Annotating and Auditing the Safety Properties of Unsafe Rust
For Rust developers, this work provides a systematic approach to reduce undefined behavior risks by standardizing safety documentation, though it is incremental as it formalizes existing practices.
The paper addresses the lack of standardized safety documentation in Rust's unsafe code by proposing a tag-centric methodology for auditing consistency and completeness. Applied to the Rust standard library, it fixed documentation issues on 27 APIs with 61 safety tags and found tags applicable to 96.1% of public unsafe APIs.

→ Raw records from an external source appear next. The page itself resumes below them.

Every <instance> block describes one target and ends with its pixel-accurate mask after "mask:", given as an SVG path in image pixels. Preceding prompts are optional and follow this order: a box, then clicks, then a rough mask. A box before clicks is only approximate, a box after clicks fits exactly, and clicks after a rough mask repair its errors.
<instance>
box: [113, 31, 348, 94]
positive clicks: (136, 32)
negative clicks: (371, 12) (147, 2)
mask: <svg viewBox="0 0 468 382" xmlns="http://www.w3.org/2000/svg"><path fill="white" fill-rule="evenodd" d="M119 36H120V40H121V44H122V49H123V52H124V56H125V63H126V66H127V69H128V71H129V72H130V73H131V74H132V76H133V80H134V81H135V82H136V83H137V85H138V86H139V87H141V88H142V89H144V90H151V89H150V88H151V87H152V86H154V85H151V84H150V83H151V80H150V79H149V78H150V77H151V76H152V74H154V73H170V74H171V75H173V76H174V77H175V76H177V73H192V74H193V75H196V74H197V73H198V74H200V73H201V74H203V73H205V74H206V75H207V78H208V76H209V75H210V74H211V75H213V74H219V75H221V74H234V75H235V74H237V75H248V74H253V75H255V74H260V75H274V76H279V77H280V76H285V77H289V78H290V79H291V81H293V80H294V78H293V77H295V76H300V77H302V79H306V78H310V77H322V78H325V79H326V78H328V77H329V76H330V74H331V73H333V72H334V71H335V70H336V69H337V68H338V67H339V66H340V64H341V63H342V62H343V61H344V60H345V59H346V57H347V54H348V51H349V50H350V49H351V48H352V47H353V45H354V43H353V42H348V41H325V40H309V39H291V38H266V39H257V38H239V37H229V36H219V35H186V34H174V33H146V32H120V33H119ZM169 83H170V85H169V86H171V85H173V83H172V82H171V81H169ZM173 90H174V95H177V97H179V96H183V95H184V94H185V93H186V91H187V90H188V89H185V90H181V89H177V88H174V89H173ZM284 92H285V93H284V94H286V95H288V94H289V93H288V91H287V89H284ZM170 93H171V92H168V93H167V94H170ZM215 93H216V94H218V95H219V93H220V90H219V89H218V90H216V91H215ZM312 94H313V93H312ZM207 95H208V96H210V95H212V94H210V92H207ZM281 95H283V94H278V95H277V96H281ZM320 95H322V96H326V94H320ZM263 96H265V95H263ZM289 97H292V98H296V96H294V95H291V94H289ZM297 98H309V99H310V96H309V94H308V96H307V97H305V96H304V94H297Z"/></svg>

In Rust, unsafe code is the sole source of potential undefined behaviors. To avoid misuse, Rust developers should clarify the safety properties for each unsafe API. However, the community currently lacks a key standard for safety documentation: existing safety comments in the source code and safety documentation can be ad hoc and incomplete. This paper presents a tag-centric methodology for auditing the consistency and completeness of safety documentation. We first derive a taxonomy of Safety Tags to formalize natural-language requirements. Second, because API soundness frequently relies on struct invariants, we propose a set of empirical rules to systematically audit the structural consistency of safety documentation. We implemented this methodology in safety-tool, a static linter that automatically enforces structural consistency between local safety annotations and callee requirements. Our approach was applied to the Rust standard library, fixing documentation issues on 27 APIs with 61 safety tags and identifying safety tags that are applicable to 96.1% of the public unsafe APIs in libstd. Furthermore, we have formalized the tagging idea through a Rust RFC to the wider community. We believe that the approach establishes a standardized practice of safety documentation and helps significantly reduce safety perils.